The icy mass between the North Atlantic and Arctic Oceans is currently owned by Denmark.
Greenland is self-ruled by its roughly 56,000 residents; as for foreign security policy, that’s handled by the Danes.
But we’ve already got a major foot in the door:
A decades-old defense treaty between Denmark and the U.S. gives the U.S. military virtually unlimited rights in Greenland at America’s northernmost base, Thule Air Base. Located 750 miles north of the Arctic Circle, it includes a radar station that is part of a U.S. ballistic missile early warning system. The base is also used by the U.S. Air Force Space Command and the North American Aerospace Defense Command.

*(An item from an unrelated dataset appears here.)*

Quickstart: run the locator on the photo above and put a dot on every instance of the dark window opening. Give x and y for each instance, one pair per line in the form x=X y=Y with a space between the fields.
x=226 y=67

And ownership would be a military victory:
U.S. officials view Greenland as important to American national-security interests. A decades-old defense treaty between Denmark and the U.S. gives the U.S. military virtually unlimited rights in Greenland at America’s northernmost base, Thule Air Base. Located 750 miles north of the Arctic Circle, it includes a radar station that is part of a U.S. ballistic missile early-warning system. The base is also used by the U.S. Air Force Space Command and the North American Aerospace Defense Command.
The U.S. has sought to derail Chinese efforts to gain an economic foothold in Greenland. The Pentagon worked successfully in 2018 to block China from financing three airports on the island.
In September, the President will travel to Denmark’s capital, Copenhagen.
Trump’s idea isn’t new: In 1946, the Truman administration offered Denmark a cool $100 million for the 836,000 hunk o’ frigid dirt. In 1867, under Andrew Johnson, the State Department considered snagging it.
But Kenneth Mortensen — a real-estate agent in the island’s capital of Nuuk, told the Journal that buying the massive island’s a tricky proposition:
“You can never own land here. In Greenland, you get a right to use the land where you want to build a house, but you can’t buy. Of course, buying Greenland is a different issue altogether; I’m not sure about that”
If the White House acquires the land of the Northern Lights, I have a suggestion: Can we make a deal with Iceland to swap names? The vikings may have been great at pillaging, but their ability to call something as it was seems to have been lacking somethin’ fierce. Maybe they named Antifa, too.